ワスラフ・ニジンスキー -バレエを変えた天才バレエダンサー-

ダンサーとしてのニジンスキー

ニジンスキーは1889年、ウクライナのキエフで生まれます。その才能はペテルブルク帝室舞踊学校の入学時から試験官を驚かし、たちまち帝室バレエ団のスターとなります。しかし帝室劇場の保守的な体質には馴染めず、同性愛者のディアギレフの恋人となり、旗揚げ公園からバレエ・リュスに参加します。

その容姿はルビンシュテインと同様に両性具有的で、《薔薇の精》《シェエラザード》の金の奴隷役などで艶かしい官能性と荒々しい野獣性の両面を表現する演技が絶賛されます。女性ダンサーが中心だった19世紀半ばのヨーロッパにおいて、男性ダンサーを重用したフォーキンの振付とニジンスキーという天才ダンサーの登場で、男性ダンサーの地位は完全に復活します。

振付家としてのニジンスキー

振付家としてのニジンスキーは《牧神の午後》《遊戯》《春の祭典》《ティル・オイレンシュピーゲル》の4作品しか作っていませんが、彼の徹底したバレエ改革は20世紀のバレエに決定的な影響を残しています。

デビュー作《牧神の午後》のあらすじは以下のようなものです。

水浴びにやってきたニンフたちをのぞき見た牧神は、その一人に抱きつこうとするが、ニンフはヴェールを落として逃げてしまう。牧神はそのヴェールの上に伏せて、自慰をして果てる。

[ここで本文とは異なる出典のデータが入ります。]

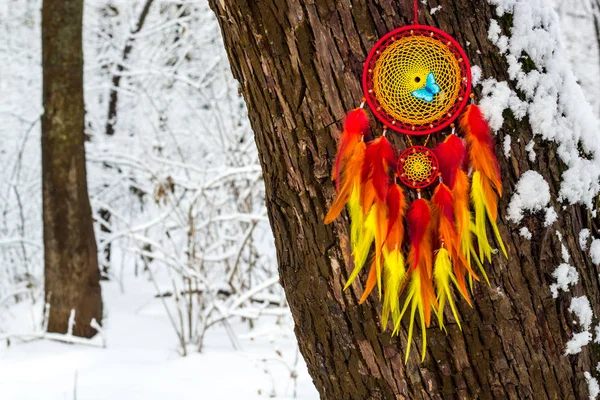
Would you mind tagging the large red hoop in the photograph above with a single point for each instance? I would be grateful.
(453, 47)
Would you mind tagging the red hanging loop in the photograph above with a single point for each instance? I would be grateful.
(416, 11)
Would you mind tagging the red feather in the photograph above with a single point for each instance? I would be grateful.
(396, 203)
(418, 220)
(481, 145)
(443, 201)
(451, 155)
(356, 126)
(443, 216)
(379, 158)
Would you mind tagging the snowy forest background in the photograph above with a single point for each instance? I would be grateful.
(192, 300)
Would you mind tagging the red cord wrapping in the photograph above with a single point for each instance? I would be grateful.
(416, 10)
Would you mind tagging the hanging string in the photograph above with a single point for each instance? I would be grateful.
(416, 10)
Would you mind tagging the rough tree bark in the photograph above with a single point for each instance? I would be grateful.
(299, 63)
(71, 265)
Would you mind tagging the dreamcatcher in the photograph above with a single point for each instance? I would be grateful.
(417, 81)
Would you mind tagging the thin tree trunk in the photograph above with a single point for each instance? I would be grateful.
(111, 118)
(299, 63)
(71, 265)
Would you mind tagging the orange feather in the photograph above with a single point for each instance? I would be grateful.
(371, 282)
(443, 216)
(481, 145)
(396, 202)
(419, 232)
(452, 156)
(375, 174)
(356, 125)
(350, 181)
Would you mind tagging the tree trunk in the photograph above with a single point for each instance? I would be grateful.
(299, 63)
(71, 264)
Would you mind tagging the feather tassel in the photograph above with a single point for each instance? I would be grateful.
(394, 271)
(356, 126)
(443, 216)
(444, 276)
(420, 295)
(487, 185)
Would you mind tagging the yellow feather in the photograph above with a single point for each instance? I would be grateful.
(380, 235)
(394, 274)
(414, 298)
(363, 245)
(485, 204)
(443, 277)
(477, 196)
(357, 222)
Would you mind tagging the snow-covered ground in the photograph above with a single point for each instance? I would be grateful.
(141, 360)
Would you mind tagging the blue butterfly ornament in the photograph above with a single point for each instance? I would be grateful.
(427, 92)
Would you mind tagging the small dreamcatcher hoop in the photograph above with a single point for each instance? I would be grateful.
(417, 80)
(417, 167)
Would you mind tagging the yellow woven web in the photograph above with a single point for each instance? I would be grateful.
(418, 167)
(403, 67)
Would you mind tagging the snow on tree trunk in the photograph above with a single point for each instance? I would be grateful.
(71, 264)
(300, 64)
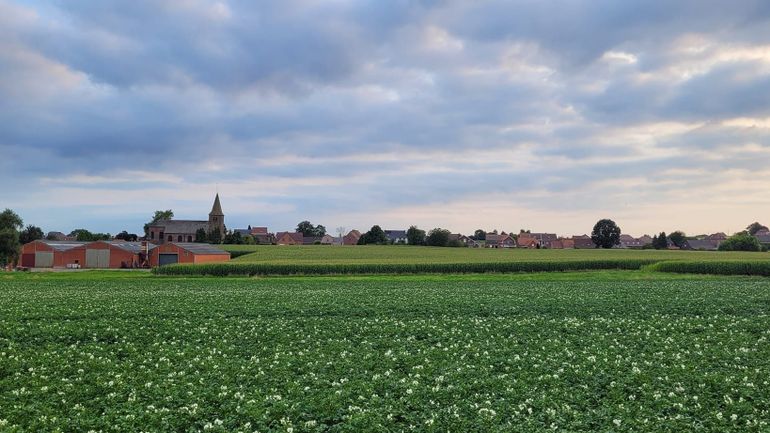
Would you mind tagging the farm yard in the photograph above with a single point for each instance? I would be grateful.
(579, 351)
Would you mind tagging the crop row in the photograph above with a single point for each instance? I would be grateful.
(759, 268)
(252, 269)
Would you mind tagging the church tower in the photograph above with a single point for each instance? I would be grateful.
(217, 218)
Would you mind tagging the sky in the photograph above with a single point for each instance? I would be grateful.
(532, 114)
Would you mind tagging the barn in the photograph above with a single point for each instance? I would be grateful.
(179, 252)
(52, 254)
(89, 255)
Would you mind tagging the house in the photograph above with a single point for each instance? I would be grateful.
(460, 239)
(494, 240)
(58, 236)
(182, 252)
(526, 241)
(544, 239)
(289, 238)
(396, 236)
(717, 237)
(164, 231)
(701, 244)
(351, 238)
(583, 242)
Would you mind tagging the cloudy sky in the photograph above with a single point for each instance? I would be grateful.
(545, 115)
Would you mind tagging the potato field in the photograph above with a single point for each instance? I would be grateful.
(578, 352)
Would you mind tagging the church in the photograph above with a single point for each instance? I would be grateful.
(184, 230)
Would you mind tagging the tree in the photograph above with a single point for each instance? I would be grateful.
(660, 242)
(375, 236)
(415, 236)
(754, 227)
(10, 224)
(678, 238)
(742, 241)
(201, 237)
(159, 215)
(126, 236)
(438, 237)
(606, 234)
(29, 234)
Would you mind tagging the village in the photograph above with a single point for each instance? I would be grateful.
(170, 241)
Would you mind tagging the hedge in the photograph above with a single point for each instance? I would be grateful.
(252, 269)
(761, 268)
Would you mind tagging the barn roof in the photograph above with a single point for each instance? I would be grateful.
(200, 248)
(62, 245)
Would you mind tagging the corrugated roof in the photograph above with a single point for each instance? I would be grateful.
(200, 248)
(62, 245)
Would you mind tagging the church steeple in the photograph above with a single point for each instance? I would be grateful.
(217, 218)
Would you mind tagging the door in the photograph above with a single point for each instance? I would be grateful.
(44, 259)
(96, 259)
(28, 260)
(168, 259)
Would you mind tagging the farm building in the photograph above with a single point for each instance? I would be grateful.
(90, 255)
(171, 253)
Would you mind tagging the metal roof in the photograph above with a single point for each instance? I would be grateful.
(62, 245)
(200, 248)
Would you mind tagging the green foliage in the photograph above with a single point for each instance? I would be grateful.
(755, 227)
(660, 242)
(308, 230)
(438, 237)
(677, 238)
(415, 236)
(606, 234)
(30, 233)
(375, 236)
(740, 242)
(252, 269)
(10, 220)
(383, 354)
(743, 267)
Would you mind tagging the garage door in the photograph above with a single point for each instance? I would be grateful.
(44, 259)
(168, 259)
(97, 258)
(28, 260)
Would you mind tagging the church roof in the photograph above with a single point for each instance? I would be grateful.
(217, 208)
(181, 226)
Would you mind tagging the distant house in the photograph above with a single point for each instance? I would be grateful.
(351, 238)
(461, 239)
(544, 239)
(289, 238)
(717, 237)
(494, 240)
(526, 241)
(701, 244)
(58, 236)
(583, 242)
(396, 236)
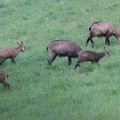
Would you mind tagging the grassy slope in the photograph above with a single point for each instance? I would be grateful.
(41, 92)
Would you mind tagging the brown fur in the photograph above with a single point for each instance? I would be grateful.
(62, 48)
(85, 55)
(10, 53)
(3, 79)
(102, 29)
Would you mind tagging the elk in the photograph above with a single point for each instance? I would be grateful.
(102, 29)
(3, 79)
(92, 56)
(11, 53)
(62, 48)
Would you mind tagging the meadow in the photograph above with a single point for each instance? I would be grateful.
(58, 92)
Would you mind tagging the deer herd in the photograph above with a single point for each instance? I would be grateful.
(67, 48)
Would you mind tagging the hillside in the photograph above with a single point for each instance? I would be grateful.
(58, 92)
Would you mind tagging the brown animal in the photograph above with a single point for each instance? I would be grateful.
(3, 79)
(85, 56)
(102, 29)
(11, 53)
(62, 48)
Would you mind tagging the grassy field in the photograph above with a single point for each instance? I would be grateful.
(58, 92)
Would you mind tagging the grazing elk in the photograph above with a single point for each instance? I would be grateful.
(86, 56)
(62, 48)
(11, 53)
(3, 79)
(102, 29)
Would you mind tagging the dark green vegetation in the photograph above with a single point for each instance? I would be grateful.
(41, 92)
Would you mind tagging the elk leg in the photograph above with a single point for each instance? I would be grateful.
(13, 60)
(69, 61)
(87, 41)
(92, 42)
(107, 41)
(51, 58)
(77, 65)
(6, 85)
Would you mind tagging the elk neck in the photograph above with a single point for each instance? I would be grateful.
(102, 54)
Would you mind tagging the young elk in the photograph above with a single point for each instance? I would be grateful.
(102, 29)
(85, 56)
(3, 79)
(11, 53)
(62, 48)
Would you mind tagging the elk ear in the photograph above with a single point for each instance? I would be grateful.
(18, 43)
(104, 48)
(21, 42)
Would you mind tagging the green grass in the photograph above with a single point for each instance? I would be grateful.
(57, 92)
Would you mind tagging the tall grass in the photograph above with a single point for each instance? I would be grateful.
(57, 92)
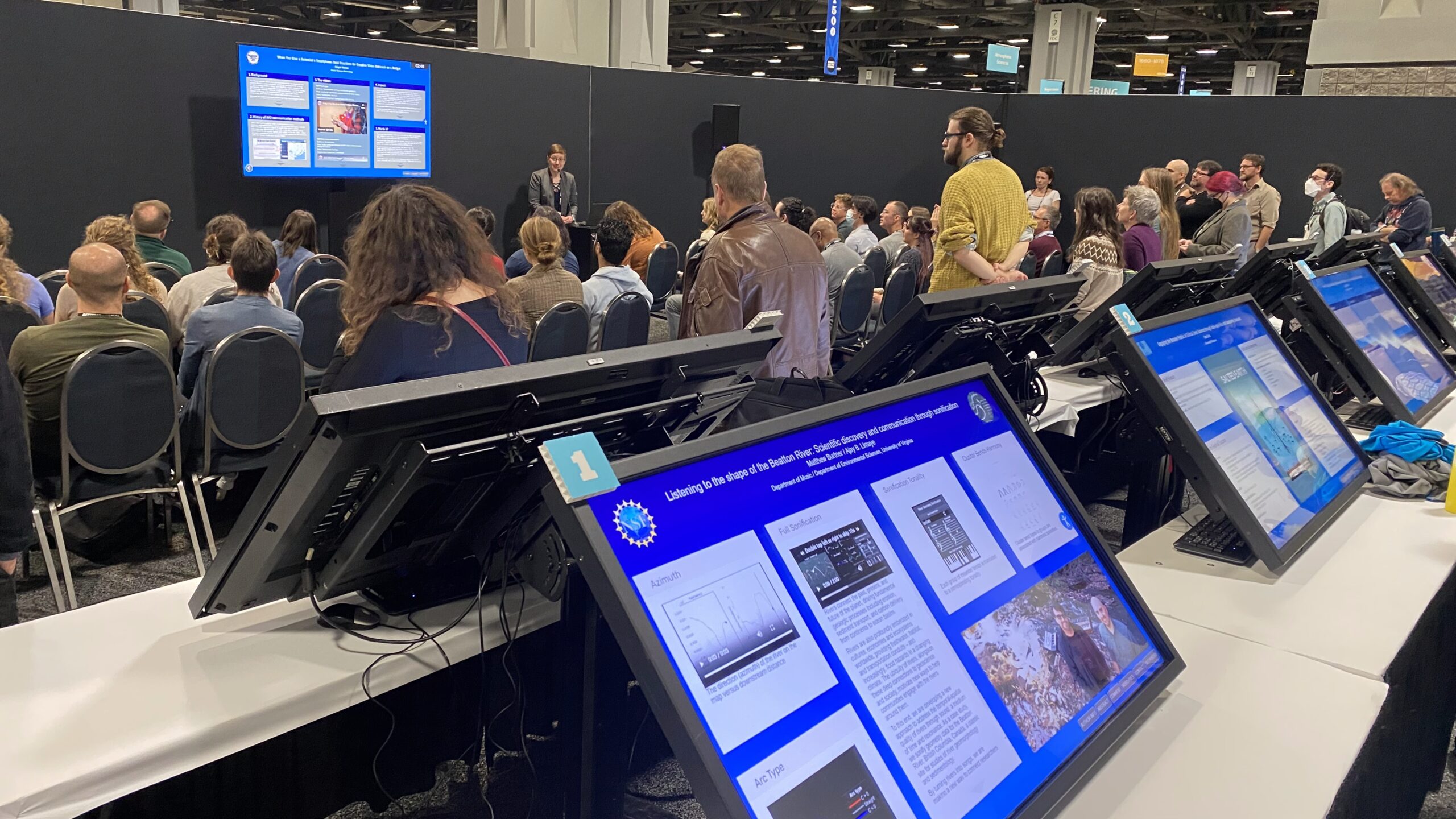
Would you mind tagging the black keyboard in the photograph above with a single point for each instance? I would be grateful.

これまで「性」を正面から描いたバレエ作品はなかったため、この露骨な性表現は大スキャンダルになります。また、フォーキンの時代には継承されていたダンス・デコールを否定した振付も破壊力がありました。古代の壺の絵から着想したポーズは、添付の画像のように内股にして、腕と手で角張った形を作り、正面を向かずに横顔を観客へ向けて踊りました。

《牧神の午後》(1912)

翌年に発表した《春の祭典》は音楽の面でもスキャンダラスな試みが行われます。作曲家ストラビンスキーと共同執筆した台本は、太陽神へ処女の生贄を捧げる古代ロシアの架空の儀式を描いています。ストラビンスキーの音楽は不協和音を多用する和声、拍子が変化する複雑なリズム、暴力的な管弦楽の咆哮など、非常に前衛的な音楽でした。

今では20世紀音楽の記念碑的作品と評されていますが、当時のパリ・シャンゼリゼ劇場では支持派と反対派が殴り合いを始める暴動に発展するほどの反響を呼びました。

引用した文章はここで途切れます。